La simple apparence et le chiffre sur la balance ne garantissent pas l'absence de maladie, avertit le médecin généraliste Jimmy Mohamed dans son ouvrage paru le 10 septembre 2025 chez M6 Éditions. Interrogé par 20 Minutes le 12 septembre 2025, il rappelle qu’être mince ne protège pas automatiquement contre l’hypertension, le cholestérol élevé ou la fatigue chronique.
Les preuves scientifiques et le diagnostic erroné du seul poids
Le constat se fonde aussi sur des travaux scientifiques. Une vaste méta‑analyse citée par le praticien a rassemblé 20 études couvrant 398 716 adultes et montre que la forme cardiorespiratoire prédit mieux le risque de décès que le seul poids ou l’IMC. Autrement dit, mesurer la capacité physique et la condition cardiovasculaire fournit un signal de risque plus fiable que la silhouette seule.
« la minceur n’est pas forcément un signe de bonne santé »

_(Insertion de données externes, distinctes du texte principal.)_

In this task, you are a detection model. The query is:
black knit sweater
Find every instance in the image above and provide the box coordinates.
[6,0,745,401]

Pour Jimmy Mohamed, l’obésité reste « une maladie qui prédispose à d’autres maladies », mais la minceur n’est pas automatiquement synonyme de bonne santé : on peut avoir un IMC « normal » et cumuler des problèmes métaboliques. Il souligne également que certaines personnes qui « mangent ce qu’elles veulent sans jamais grossir » peuvent accumuler de la graisse viscérale, une inflammation silencieuse et un état de prédiabète.
Quels repères regarder, selon le médecin ?

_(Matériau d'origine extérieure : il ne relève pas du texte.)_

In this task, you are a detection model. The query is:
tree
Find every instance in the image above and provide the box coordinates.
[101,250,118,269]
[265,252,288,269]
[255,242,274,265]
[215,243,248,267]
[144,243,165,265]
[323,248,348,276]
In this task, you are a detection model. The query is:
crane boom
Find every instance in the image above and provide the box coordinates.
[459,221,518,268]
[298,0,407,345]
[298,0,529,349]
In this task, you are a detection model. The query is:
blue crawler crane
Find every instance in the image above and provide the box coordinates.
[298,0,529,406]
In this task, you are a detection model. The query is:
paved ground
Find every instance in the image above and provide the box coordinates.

Plutôt que de s'en tenir au poids, le praticien met en avant plusieurs indicateurs plus pertinents pour évaluer la santé globale. Parmi ceux‑ci figurent :
- la condition physique et la capacité cardiorespiratoire (par exemple, monter deux étages sans essoufflement) ;
- la qualité de l’alimentation, considérée comme « le premier des médicaments » mais encore sous‑estimée ;
- le sommeil et la gestion du stress, déterminants du métabolisme et de la résistance aux maladies ;
- l’accumulation de graisse viscérale, invisible sur la balance mais associée à l’inflammation et au risque métabolique.
Ces axes mettent l'accent sur des marqueurs fonctionnels et biologiques plutôt que sur une simple mesure anthropométrique. Ils impliquent également des approches concrètes de prévention : activité physique régulière, alimentation de qualité, suivi du sommeil et dépistage des facteurs de risque (tension, cholestérol, glycémie).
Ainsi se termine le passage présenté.